Los microplásticos, partículas menores de 5 mm, han conseguido lo que pocos materiales han logrado: ser una plaga moderna que no distingue entre tierra y agua. Se clasifican en dos tipos.
Están los microplásticos primarios, fabricados a propósito, como las microesferas de algunos productos de belleza. Y luego están los microplásticos secundarios, nacidos del desgaste de bolsas, botellas y redes de pesca, fragmentos que el sol y el viento se encargan de hacer cada vez más pequeños hasta convertirlos en el infierno en partículas que ahora enfrentamos.

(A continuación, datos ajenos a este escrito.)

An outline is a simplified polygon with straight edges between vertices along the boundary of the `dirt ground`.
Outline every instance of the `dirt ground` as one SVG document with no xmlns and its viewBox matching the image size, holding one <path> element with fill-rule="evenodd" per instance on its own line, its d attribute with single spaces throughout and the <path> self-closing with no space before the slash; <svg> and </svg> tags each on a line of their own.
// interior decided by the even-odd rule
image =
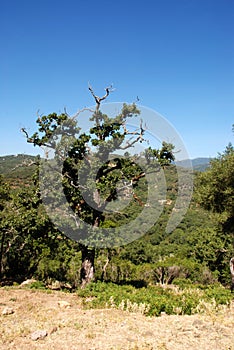
<svg viewBox="0 0 234 350">
<path fill-rule="evenodd" d="M 37 330 L 47 336 L 32 340 Z M 0 349 L 234 350 L 234 305 L 209 315 L 145 317 L 85 310 L 76 294 L 0 288 Z"/>
</svg>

Los microplásticos están en todas partes. Desde empaques de productos hasta textiles sintéticos, pasando por los neumáticos y productos de cuidado personal que usamos a diario. Se liberan sin que uno se dé cuenta al lavar la ropa y acaban en el agua, viajando por ríos y mares como si tuvieran un billete de ida a la catástrofe global.
A diferencia de otros materiales, los plásticos no desaparecen, no se descomponen como deberían. No. Se fragmentan en partículas cada vez más pequeñas, en un proceso que puede llevar cientos de años. Y su resistencia a la biodegradación, al tener una estructura polimérica tan compleja, los convierte en inquilinos permanentes de nuestro planeta.
Los microplásticos se acumulan en cualquier lugar: suelos, agua, atmósfera.
Microplásticos: el ser humano ingiere 1 millón de partículas al año a través del agua potable
Difícil es deshacerse de ellos, y cuando se fragmentan aún más, se vuelven más accesibles para la fauna marina, para los cultivos y, finalmente, para nosotros. No podemos llamarnos a engaño: lo que entra en la cadena alimentaria, tarde o temprano, termina en nuestro plato.
Esto no es un problema local. Es global. Estas diminutas partículas han sido encontradas en las profundidades del océano y en el hielo del Ártico. Y no contentas con eso, actúan como esponjas, absorbiendo contaminantes químicos: pesticidas, metales pesados, sustancias tóxicas. Es un desastre silencioso, sigiloso, pero devastador.
Los peces, las aves, todos los animales acuáticos están llenos de microplásticos. Y nosotros, claro, nos los comemos en mariscos, en sal marina, en el agua potable. Y aunque los científicos aún están tratando de descifrar el daño exacto que nos están haciendo, hay suficientes preocupaciones como para no tomárselo a la ligera.
La ingesta de microplásticos puede dañar las células, provocar inflamaciones. Los que contienen aditivos tóxicos pueden liberar esos venenos dentro de nuestros cuerpos.
Ya se han encontrado microplásticos en la sangre humana, en la placenta, en los pulmones. Pero no sabemos del todo qué hacen ahí. Lo que sí sabemos es que la exposición crónica a través de la comida o el aire puede afectar nuestro sistema inmunológico, respiratorio y endocrino. Es una bomba de relojería, pero aún estamos adivinando cuándo y cómo va a estallar.
¿Qué se puede hacer? Reducir la producción de plásticos, claro. Prohibir los plásticos de un solo uso y fomentar alternativas biodegradables. Mejorar la gestión de residuos, porque hasta que no empecemos a reciclar en serio, esto seguirá siendo un mal chiste. Fomentar la investigación en materiales alternativos, desarrollar tecnologías para filtrar los microplásticos del agua y el aire. Y, sobre todo, concientizar a la gente, hacerles entender que este problema es tan suyo como de todos.
Y ahí entra la diplomacia científica. La única manera de enfrentar este monstruo de mil cabezas es con un esfuerzo global. Proyectos de investigación internacional, tratados que regulen la producción y el uso de plásticos, tecnología avanzada para filtrarlos, recursos financieros destinados a combatir esta plaga. Porque, al final del día, los microplásticos no conocen fronteras. Y hacemos algo ya, o los microplasticos seguirán ganando terreno.
El plástico no olvida. Y nosotros, al parecer, tampoco hemos aprendido nada.